Für einen langen Moment konnte er Die nur fassungslos ansehen. Er konnte nicht glauben, was sein Freund sich alles einfallen ließ und auf sich nahm, nur um diese dämliche Wette zu gewinnen. Wer tat so etwas, bitte? Sein Herz, das sich bis eben in Dies Gegenwart beinahe normal verhalten hatte, fing nun an, in doppeltem Tempo zu schlagen und wohlige Wärme durch seinen Körper zu jagen. Die, der bis über beide Ohren grinste, machte es ihm noch schwerer, den aufziehenden Tumult in seinem Inneren zu ignorieren. Oh, bitte, könnte der Tag nicht bereits vorbei sein? Nein, natürlich nicht, das war zu viel verlangt, und zu allem Überfluss legte Die ihm gerade den Arm um die Schultern, um ihn erneut zu dirigieren, bis sie in der Schöner-Wohnen-Abteilung angekommen waren.
 

„Du bist … Das ist … Wie kommst du nur auf so eine Idee?“, stammelte er schlussendlich mit einiger Verspätung und schüttelte den Kopf. „Wenn du, was die Band angeht, auch solche Einfälle hättest …“ Dies Finger schnellte vor und legte sich über seine Lippen.
 

„Sag nichts, was du später bereust. Erstens habe ich auch die Band betreffend gute Einfälle und zweitens willst du jetzt ganz bestimmt nicht über die Arbeit reden.“
 

„Wollen schon …“ Kaoru schmunzelte und trat einen Schritt zurück, um der Berührung zu entgehen, die seine Lippen viel zu interessant fanden.
 

„Du bist unmöglich, aber das hindert mich trotzdem nicht daran, mit dir gemeinsam Baumschmuck auszusuchen.“
 

„Das habe ich befürchtet.“
 

„Was hältst du von orange? Das ist die Trendfarbe dieses Jahr.“
 

„Schrecklich.“
 

So oder so ähnlich verlief ihre Unterhaltung für die nächste halbe Stunde. Kaoru schlug alles aus, was ihm zu grell, zu kitschig oder zu kindlich war, bis er ganz am hinteren Ende der Abteilung etwas erspähte, was ihm tatsächlich gefiel.
 

„Die sind in Ordnung, denke ich.“
 

„Oh, wie hübsch, Eiszapfen.“ Die zog einen der filigranen Anhänger von der Kunsttanne, an deren Ästen sie ausgestellt waren, und begutachtete ihn genauer.

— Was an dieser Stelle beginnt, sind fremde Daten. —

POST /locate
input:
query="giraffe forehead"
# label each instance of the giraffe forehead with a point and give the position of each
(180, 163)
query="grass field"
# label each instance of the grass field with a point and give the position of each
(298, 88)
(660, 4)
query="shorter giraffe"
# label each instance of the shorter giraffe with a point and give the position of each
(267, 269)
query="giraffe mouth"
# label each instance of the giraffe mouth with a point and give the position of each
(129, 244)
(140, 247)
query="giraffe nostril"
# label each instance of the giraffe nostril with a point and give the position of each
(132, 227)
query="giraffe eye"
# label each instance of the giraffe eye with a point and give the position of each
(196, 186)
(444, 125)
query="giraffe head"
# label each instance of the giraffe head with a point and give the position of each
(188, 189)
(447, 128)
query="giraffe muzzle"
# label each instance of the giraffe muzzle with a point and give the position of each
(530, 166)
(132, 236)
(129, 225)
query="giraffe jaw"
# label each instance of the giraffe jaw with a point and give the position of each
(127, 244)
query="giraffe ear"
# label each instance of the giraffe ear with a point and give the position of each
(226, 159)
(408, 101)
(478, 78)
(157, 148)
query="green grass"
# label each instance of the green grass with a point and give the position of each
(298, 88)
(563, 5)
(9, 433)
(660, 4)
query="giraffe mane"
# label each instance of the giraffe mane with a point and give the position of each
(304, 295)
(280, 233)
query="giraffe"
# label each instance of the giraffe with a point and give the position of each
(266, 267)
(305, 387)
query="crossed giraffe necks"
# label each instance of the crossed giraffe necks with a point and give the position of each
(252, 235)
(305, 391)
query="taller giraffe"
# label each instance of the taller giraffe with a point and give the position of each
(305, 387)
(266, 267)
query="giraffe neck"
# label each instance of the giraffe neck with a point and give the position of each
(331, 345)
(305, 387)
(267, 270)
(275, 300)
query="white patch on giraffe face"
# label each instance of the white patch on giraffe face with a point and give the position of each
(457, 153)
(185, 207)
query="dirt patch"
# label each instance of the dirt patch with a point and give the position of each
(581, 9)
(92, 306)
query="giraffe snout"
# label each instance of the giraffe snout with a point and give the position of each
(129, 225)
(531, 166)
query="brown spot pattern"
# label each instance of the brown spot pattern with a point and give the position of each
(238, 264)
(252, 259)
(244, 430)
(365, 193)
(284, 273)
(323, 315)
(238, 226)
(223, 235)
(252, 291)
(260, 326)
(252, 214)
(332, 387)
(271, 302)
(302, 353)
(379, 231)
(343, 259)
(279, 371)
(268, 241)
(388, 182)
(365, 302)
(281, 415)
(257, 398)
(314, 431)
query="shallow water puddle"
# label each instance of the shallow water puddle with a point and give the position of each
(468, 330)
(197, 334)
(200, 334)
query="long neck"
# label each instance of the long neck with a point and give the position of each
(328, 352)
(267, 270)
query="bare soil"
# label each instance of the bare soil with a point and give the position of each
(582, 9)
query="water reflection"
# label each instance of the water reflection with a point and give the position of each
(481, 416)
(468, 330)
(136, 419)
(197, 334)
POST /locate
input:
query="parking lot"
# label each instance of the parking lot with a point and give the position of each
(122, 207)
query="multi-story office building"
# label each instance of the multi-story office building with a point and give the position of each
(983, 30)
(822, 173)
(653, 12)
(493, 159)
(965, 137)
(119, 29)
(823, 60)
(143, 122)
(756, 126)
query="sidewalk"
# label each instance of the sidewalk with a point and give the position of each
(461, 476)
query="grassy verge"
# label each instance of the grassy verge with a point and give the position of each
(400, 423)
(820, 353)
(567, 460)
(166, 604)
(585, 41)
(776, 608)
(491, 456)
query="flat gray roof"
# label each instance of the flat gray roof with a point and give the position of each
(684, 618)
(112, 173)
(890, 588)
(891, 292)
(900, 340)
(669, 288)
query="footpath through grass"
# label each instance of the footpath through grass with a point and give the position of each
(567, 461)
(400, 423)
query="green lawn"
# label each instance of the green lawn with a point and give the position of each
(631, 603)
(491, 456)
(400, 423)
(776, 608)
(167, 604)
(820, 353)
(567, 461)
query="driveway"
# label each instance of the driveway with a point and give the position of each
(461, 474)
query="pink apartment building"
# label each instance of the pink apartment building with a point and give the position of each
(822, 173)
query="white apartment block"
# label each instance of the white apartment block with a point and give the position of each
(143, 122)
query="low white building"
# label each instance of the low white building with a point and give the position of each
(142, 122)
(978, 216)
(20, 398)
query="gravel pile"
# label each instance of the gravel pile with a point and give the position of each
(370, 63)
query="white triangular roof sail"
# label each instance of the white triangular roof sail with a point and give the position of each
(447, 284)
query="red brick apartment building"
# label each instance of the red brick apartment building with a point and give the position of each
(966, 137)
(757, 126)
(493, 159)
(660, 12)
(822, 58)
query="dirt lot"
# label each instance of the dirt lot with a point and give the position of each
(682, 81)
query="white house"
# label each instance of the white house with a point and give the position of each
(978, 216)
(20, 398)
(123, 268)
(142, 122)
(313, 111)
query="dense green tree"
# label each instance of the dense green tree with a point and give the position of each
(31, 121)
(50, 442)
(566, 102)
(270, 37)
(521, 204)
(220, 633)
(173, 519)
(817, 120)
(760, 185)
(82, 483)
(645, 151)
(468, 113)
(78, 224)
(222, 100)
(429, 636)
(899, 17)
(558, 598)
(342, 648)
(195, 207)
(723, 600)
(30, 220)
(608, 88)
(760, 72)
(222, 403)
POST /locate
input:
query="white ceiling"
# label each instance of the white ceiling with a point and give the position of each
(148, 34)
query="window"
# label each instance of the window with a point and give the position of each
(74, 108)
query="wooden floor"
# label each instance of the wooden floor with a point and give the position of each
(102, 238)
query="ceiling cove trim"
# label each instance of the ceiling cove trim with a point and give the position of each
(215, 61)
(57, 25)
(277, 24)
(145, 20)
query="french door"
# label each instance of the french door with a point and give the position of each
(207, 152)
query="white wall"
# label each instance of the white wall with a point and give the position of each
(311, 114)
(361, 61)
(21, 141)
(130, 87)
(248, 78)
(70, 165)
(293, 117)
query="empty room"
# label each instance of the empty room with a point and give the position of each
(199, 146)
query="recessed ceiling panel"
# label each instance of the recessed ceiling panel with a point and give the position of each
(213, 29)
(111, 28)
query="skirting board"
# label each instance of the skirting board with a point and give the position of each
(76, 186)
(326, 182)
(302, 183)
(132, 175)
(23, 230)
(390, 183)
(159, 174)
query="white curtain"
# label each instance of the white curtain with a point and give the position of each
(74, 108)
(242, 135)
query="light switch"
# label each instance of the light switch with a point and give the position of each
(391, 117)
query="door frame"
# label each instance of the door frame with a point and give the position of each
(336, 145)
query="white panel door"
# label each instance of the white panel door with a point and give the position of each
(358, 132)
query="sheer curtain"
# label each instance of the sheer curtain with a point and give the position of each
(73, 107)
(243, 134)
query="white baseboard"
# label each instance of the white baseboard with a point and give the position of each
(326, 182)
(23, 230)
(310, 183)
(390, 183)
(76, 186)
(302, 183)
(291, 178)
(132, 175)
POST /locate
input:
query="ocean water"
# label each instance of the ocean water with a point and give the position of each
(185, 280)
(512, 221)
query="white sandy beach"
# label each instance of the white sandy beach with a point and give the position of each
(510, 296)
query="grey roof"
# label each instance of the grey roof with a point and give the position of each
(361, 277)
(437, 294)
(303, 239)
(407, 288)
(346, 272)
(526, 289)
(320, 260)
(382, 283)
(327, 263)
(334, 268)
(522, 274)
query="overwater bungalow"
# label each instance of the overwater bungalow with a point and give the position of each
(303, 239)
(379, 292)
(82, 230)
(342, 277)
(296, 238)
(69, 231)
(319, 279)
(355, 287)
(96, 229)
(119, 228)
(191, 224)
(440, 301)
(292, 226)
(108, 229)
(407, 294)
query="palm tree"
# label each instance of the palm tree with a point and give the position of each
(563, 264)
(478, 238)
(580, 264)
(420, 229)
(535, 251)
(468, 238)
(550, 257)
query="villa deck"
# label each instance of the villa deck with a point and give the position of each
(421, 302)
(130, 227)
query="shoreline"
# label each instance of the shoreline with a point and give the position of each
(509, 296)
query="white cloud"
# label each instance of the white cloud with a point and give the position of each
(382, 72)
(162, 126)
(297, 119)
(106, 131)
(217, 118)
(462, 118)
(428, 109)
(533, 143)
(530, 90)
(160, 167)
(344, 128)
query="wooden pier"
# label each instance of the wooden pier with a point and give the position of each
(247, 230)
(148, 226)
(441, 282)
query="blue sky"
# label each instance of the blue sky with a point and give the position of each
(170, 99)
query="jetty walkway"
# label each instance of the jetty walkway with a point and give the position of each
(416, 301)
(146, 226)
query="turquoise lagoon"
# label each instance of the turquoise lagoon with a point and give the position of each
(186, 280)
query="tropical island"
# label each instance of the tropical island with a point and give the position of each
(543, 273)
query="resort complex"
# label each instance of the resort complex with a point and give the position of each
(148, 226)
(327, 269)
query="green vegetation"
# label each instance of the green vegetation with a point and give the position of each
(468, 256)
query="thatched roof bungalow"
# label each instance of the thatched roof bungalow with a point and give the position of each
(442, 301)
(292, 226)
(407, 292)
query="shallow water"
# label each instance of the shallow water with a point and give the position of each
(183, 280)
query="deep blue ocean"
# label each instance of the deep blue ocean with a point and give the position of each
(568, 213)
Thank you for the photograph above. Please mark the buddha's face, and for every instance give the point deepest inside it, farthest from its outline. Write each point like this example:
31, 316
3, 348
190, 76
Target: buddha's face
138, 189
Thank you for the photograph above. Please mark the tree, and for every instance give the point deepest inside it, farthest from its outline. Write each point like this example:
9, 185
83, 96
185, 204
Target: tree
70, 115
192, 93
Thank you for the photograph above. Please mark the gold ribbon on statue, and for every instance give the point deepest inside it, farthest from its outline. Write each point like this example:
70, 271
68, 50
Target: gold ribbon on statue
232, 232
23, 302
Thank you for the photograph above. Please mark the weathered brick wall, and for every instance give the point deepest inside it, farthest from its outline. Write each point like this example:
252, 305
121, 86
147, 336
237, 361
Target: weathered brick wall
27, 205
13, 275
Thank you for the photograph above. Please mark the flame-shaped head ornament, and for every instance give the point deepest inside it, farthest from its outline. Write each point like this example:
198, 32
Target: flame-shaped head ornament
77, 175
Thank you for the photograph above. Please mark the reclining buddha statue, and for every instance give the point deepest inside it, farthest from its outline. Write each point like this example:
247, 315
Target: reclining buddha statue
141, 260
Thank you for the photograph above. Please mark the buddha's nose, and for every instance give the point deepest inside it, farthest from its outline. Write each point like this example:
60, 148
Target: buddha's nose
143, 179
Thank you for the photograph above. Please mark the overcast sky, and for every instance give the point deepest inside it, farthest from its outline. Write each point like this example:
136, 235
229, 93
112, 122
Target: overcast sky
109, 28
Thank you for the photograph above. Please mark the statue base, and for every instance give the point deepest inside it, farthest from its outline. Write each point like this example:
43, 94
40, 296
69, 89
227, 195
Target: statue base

„Nicht das, was ich mir ausgesucht hätte, aber das schlichte Design passt zu dir. Du bist eben ein Mann, der weiß, was er will, und nicht mehr davon abrückt, wenn er sich erst entschieden hat, nicht wahr?“
 

„Mh, wenn du das sagst.“ Kaoru hatte sich nach einer der Schachteln gebückt, die unter dem Auslagentisch gestapelt waren, und kämpfte damit, diesem eher fragwürdigen Kompliment nicht zu viel Bedeutung beizumessen. Täuschte er sich, oder war bei Dies Worten soeben ein eigenartiger Unterton in seiner Stimme mitgeschwungen? Er schielte nach oben, aber sein Freundhatte sich einer anderen Auslage zugewandt und beachtete ihn nicht weiter. Nein, er musste sich das nur eingebildet haben.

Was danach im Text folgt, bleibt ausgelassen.